String.allocate with NULL as the initial char value causes unexpected behaviors.
-
The assert that checks out of bound access in
String_string_MINUS_set_BANG_usesstrleninstead of the value given tomalloc. This makes the function unusable on empty strings. -
In the core implementation the length of a string is the
strlenof it, and not the initial value given tomalloc, this should be documented.

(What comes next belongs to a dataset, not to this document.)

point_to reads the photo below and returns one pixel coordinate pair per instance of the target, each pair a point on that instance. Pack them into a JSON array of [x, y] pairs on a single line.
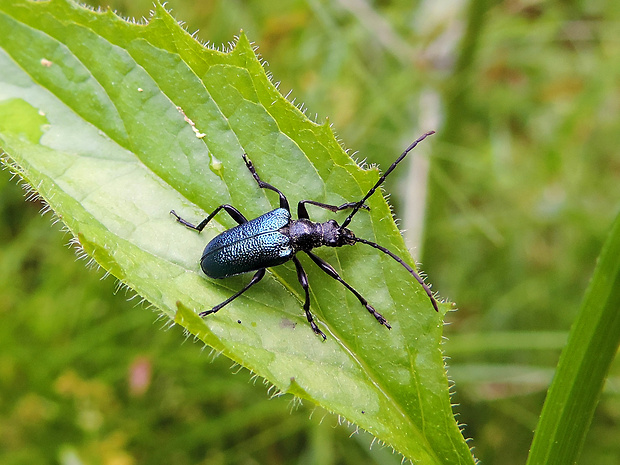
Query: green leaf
[[585, 361], [101, 117]]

(let [my-string (String.allocate 10 (Char.from-int 0))]
(do
(println* (String.length &my-string)) ;; Length is 0, not 10
(String.string-set! &my-string 1 'a') ;; Assertion fails (Thinks its out of bounds because it checks that the index is less than `strlen`
))
Running this example as-is with latest Carp from the master branch, resulted in:
[PARSE ERROR] "REPL" (line 4, column 43): unexpected ")" expecting "&", "~", "@", "'", "`", "%@", "%", "(", "$[", "[", "{", "-", digit, "0b", "0x", "#\"", "r\"", "\"", "\\" or letter
Changing the code code to (use \a instead of 'a'):
(let [my-string (String.allocate 10 (Char.from-int 0))]
(do
(println* (String.length &my-string))
(String.string-set! &my-string 1 \a)))
Got rid of the parse error, but resulted in:
I did not understand the form `(external String.allocate (Fn [Int Char] String))` at /home/dev/src/leblowl/Carp/core/String.carp:35:22.
Traceback:
(String.allocate 10 (Char.from-int 0)) at REPL:5:17.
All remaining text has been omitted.